JG : Ou comme votre autre structure, la Web@cadémie ?

NS : Oui mais la Web@cadémie c’est encore une autre chose. C’est proche de 42, si vous voulez, c’est même vraisemblablement un embryon de l’École 42, c’est quelque chose qui nous a permis d’expérimenter et d’aller vers 42.

Mais la Web@cadémie et 42, ce ne sont que des solutions à court terme. Ce sont des solutions parce que nous sommes 20e puissance numérique mondiale et 5e puissance économique mondiale. Cela veut dire qu’on dégringole dans le numérique, on dégringole vite. Il y a un risque de décrochage, il y a un risque qu’on ne puisse pas après revenir. Donc le but les objets comme 42, comme la Web@cadémie, c’est de fournir des outils mais cela ne résout pas le problème.

Le problème est pour toute la population. Quelqu’un qui fait du marketing il doit comprendre le numérique, il doit savoir programmer, il doit savoir penser procédural. C’est-à-dire que si aujourd’hui ou dans 20, 30, 40 ans nos dirigeants ne sont pas capables, tous, d’intégrer la pensée numérique. Imaginez aujourd’hui un dirigeant qui n’est pas la pensée scientifique, pas besoin d’être chercheur mais on est tous cartésien.

Aujourd’hui, les gens qui ne seraient pas cartésien seraient dans un tel désavantage que cela serait gravissime. Et c’est ce que vous avez dans certain pays sous-développé. Vous avez des pays où les gens ne sont pas cartésiens parce que le changement n’a pas eu lieu ou ils sont peu cartésiens. On voit bien la différence de valeure ajoutée que cela créée au niveau de la planète. Alors après on peut le regretter d’ailleurs, y’a des choix…, on peut se dire qu’il y a un problème de croissance.

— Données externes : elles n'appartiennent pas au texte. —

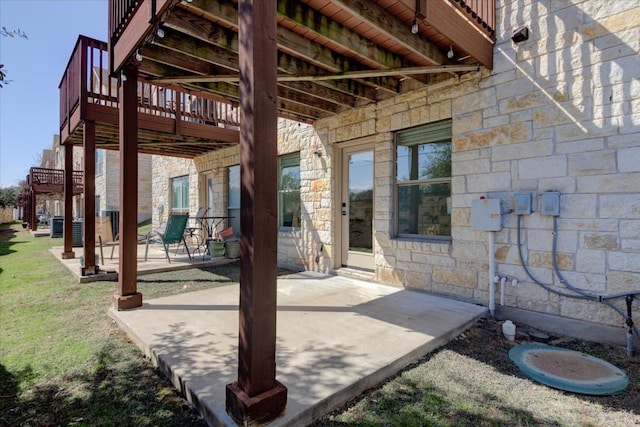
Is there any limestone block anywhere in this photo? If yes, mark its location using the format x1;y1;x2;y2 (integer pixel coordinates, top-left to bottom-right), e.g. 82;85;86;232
411;252;456;271
538;177;576;194
582;233;618;250
620;239;640;252
451;159;491;176
560;299;624;328
607;132;640;148
467;172;511;193
567;150;616;175
451;242;489;262
577;7;640;43
609;252;640;273
558;218;618;232
451;87;496;114
453;123;531;151
452;111;483;135
576;249;606;274
404;271;432;291
620;220;640;239
518;156;567;179
560;194;597;218
433;266;478;288
577;173;640;194
596;196;640;219
607;272;640;294
491;140;554;162
431;279;474;300
376;267;404;286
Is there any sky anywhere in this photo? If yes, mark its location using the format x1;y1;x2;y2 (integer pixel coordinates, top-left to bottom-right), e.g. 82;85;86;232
0;0;108;187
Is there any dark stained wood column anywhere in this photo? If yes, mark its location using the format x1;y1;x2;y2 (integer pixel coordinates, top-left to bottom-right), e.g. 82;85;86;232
226;0;287;425
82;120;98;276
113;65;142;310
30;189;38;231
61;144;76;259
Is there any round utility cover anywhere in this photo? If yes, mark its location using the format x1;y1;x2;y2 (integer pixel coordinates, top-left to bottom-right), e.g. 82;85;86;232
509;344;629;395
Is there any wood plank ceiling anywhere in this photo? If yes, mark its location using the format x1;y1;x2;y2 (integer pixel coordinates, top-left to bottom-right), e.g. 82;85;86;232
134;0;493;122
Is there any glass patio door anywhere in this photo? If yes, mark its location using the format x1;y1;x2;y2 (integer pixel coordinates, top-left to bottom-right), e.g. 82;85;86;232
340;147;374;270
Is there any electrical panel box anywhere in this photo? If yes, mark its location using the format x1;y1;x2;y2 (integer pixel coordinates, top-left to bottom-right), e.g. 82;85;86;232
514;193;531;215
471;199;502;231
540;191;560;216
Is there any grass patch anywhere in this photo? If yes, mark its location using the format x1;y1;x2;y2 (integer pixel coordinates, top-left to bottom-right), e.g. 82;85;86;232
0;224;231;426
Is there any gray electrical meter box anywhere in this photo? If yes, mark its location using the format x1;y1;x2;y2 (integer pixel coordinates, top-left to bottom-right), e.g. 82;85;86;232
514;192;531;215
471;199;502;231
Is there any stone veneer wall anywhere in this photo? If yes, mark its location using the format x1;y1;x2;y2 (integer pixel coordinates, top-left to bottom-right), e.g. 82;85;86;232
151;155;199;228
312;0;640;332
153;119;322;271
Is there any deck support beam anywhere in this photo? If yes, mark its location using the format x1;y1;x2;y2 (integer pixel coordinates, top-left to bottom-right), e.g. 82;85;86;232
113;65;142;310
62;144;76;259
226;0;287;425
82;120;98;276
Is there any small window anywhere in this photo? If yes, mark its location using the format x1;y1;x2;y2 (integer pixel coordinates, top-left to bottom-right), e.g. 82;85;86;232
96;150;104;175
395;120;451;238
278;153;301;228
227;165;240;236
171;176;189;212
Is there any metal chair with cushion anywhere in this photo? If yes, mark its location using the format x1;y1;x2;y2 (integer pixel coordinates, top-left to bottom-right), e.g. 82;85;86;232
144;214;191;262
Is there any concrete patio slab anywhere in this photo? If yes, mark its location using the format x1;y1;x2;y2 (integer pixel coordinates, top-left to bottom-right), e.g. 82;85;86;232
110;272;487;426
49;244;239;283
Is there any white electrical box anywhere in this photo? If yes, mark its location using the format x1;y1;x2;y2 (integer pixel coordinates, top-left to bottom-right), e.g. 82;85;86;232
471;199;502;231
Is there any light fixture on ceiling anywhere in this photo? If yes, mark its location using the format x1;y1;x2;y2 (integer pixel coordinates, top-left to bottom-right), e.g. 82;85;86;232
411;17;419;34
447;45;453;59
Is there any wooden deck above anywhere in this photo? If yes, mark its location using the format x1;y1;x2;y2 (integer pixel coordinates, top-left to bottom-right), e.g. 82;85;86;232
25;167;84;194
109;0;495;122
60;36;239;158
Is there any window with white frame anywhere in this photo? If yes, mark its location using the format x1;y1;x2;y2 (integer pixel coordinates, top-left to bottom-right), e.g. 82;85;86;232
96;150;104;175
278;153;301;228
171;175;189;212
395;120;451;239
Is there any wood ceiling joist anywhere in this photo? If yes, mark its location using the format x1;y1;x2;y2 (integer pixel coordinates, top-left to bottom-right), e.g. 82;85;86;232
333;0;448;65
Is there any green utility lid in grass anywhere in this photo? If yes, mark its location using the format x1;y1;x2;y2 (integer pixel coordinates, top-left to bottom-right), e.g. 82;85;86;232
509;344;629;395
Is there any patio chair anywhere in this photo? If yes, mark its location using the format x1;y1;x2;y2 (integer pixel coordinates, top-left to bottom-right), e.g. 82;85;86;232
144;214;191;263
185;207;209;253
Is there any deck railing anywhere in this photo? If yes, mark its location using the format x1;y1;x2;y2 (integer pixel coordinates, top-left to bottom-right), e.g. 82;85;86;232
109;0;140;47
59;36;239;135
451;0;496;38
27;167;84;188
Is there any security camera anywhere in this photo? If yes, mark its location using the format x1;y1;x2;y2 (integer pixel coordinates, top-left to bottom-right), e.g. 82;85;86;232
511;27;529;43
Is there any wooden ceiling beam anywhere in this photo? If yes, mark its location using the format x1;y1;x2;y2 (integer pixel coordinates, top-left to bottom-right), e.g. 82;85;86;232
332;0;448;65
278;0;444;68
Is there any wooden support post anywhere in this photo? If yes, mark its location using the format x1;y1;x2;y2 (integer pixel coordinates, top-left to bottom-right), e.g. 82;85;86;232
61;144;76;259
113;65;142;310
226;0;287;425
82;120;99;276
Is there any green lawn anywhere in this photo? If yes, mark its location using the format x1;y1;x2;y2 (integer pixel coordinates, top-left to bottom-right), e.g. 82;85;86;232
0;224;640;427
0;224;232;426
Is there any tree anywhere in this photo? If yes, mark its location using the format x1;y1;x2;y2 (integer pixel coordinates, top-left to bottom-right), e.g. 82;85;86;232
0;27;29;88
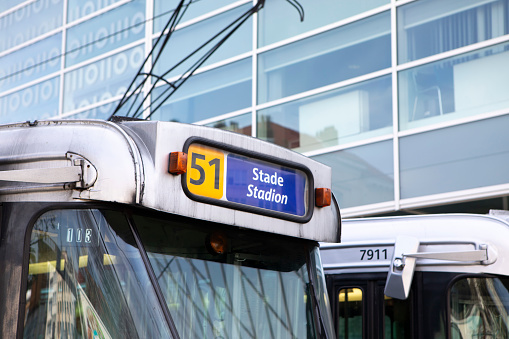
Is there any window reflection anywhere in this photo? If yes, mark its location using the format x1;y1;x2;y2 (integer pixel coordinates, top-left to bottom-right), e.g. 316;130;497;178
23;210;169;339
63;46;144;112
154;0;235;33
134;217;321;339
202;114;252;136
258;12;391;103
398;0;509;63
66;0;125;22
0;0;65;53
0;77;60;123
0;33;62;93
258;76;392;152
337;287;364;339
399;44;509;130
384;297;412;339
449;278;509;339
65;0;145;67
312;141;392;208
258;0;390;46
399;115;509;199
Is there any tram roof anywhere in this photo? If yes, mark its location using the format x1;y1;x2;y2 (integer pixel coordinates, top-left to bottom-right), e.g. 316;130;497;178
320;211;509;275
0;120;340;242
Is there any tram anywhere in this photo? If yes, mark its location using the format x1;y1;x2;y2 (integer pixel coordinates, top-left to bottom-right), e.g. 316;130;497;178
321;211;509;339
0;120;341;339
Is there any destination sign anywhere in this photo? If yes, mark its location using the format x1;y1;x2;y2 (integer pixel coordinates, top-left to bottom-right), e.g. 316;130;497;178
185;143;311;222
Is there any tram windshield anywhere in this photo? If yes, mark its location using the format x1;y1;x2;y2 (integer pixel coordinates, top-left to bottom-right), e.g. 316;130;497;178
24;209;330;338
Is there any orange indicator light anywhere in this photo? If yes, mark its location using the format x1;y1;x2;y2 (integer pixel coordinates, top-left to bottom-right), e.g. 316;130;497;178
208;232;227;254
315;188;331;207
168;152;187;174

Mais indépendamment de ça, si vous voulez, quand vous êtes dans un système concurrentiel telle que la structure du monde, le fait d’avoir un avantage comme le fait d’être cartésien est extrêmement fort. Je pense qu’on est dans la même situation, dans 15 ans, ceux qui seront peu cartésiens et qui n’ont pas la capacité à penser procédurale-ment, c’est-à-dire à la pensée de la programmation, ils auront un vrai désavantage. Qu’il soit informaticien mais qu’il soit aussi marketeur, vendeur… Enfin TOUT ! Cela va devenir un objet normal….

JG : Journaliste…

NS : Oui journaliste, d’ailleurs Sciences Po veut se lancer dans l’enseignement de la programmation.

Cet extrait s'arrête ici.